Fischer: Für uns ist jede spürbare Zunahme an antirassistischen Aktivitäten begrüßenswert, dabei ist es aber unwichtig, an welchem Tag das stattfindet. Wichtig wäre deshalb, dass das ganze Jahr über jeder Politiker und jeder Mensch, der hier lebt, angehalten ist, darüber nachzudenken, wie sein Handeln wirkt.

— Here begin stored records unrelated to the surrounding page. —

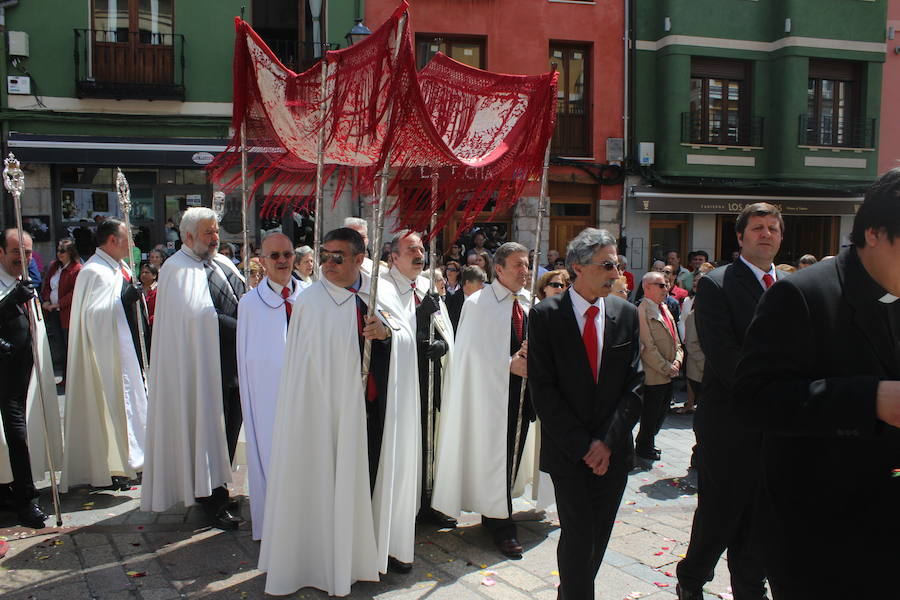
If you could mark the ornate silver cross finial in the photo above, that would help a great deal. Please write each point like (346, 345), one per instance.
(13, 178)
(123, 191)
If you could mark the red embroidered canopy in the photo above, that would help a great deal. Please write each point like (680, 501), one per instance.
(484, 133)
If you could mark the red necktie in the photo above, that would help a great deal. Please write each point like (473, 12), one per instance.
(589, 337)
(518, 318)
(288, 307)
(665, 315)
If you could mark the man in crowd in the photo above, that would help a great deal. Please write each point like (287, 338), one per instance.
(106, 397)
(585, 380)
(820, 374)
(661, 356)
(727, 447)
(481, 410)
(21, 399)
(472, 279)
(407, 261)
(193, 377)
(263, 317)
(320, 461)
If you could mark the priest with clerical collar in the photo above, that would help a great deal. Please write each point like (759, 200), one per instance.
(193, 377)
(480, 408)
(106, 396)
(356, 499)
(263, 317)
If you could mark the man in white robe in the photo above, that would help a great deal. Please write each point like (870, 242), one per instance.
(106, 400)
(22, 405)
(405, 274)
(263, 316)
(343, 470)
(480, 408)
(195, 412)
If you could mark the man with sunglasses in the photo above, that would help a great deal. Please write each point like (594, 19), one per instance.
(263, 317)
(342, 475)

Nachama: Dieser 9. November 2000 hat eine Chance, etwas zu verdeutlichen, was nach meinem Dafürhalten in den ersten Seiten des Grundgesetzes steht. Einmal antifaschistisch im Sinne des „Nie wieder“. Das zweite ist das humanistische Element dieser Republik. Die Gleichheit aller, die Religionsfreiheit, der Respekt vor dem Anderen. Wenn sich die Republik und alle, die in ihr etwas bewirken können, zusammen mit einer größeren Zahl dies noch einmal manifestieren, dann sind die paar hundert, die sich an irgendeiner Stelle, an irgendeinem Tag vor dem Roten Rathaus formieren, da, wohin sie gehören: im Aus.

Mutlu: Nach dem 9. November wird die Republik keine andere sein. Da bin ich etwas pessimistischer. Aber dennoch ist ein so breites Bündnis schon ein Erfolg. Wenn die politische Klasse da ist, auf die ja viele Menschen hören, hat das Signalwirkung. Ob da 100.000 oder 200.000 sind, ist nicht so relevant.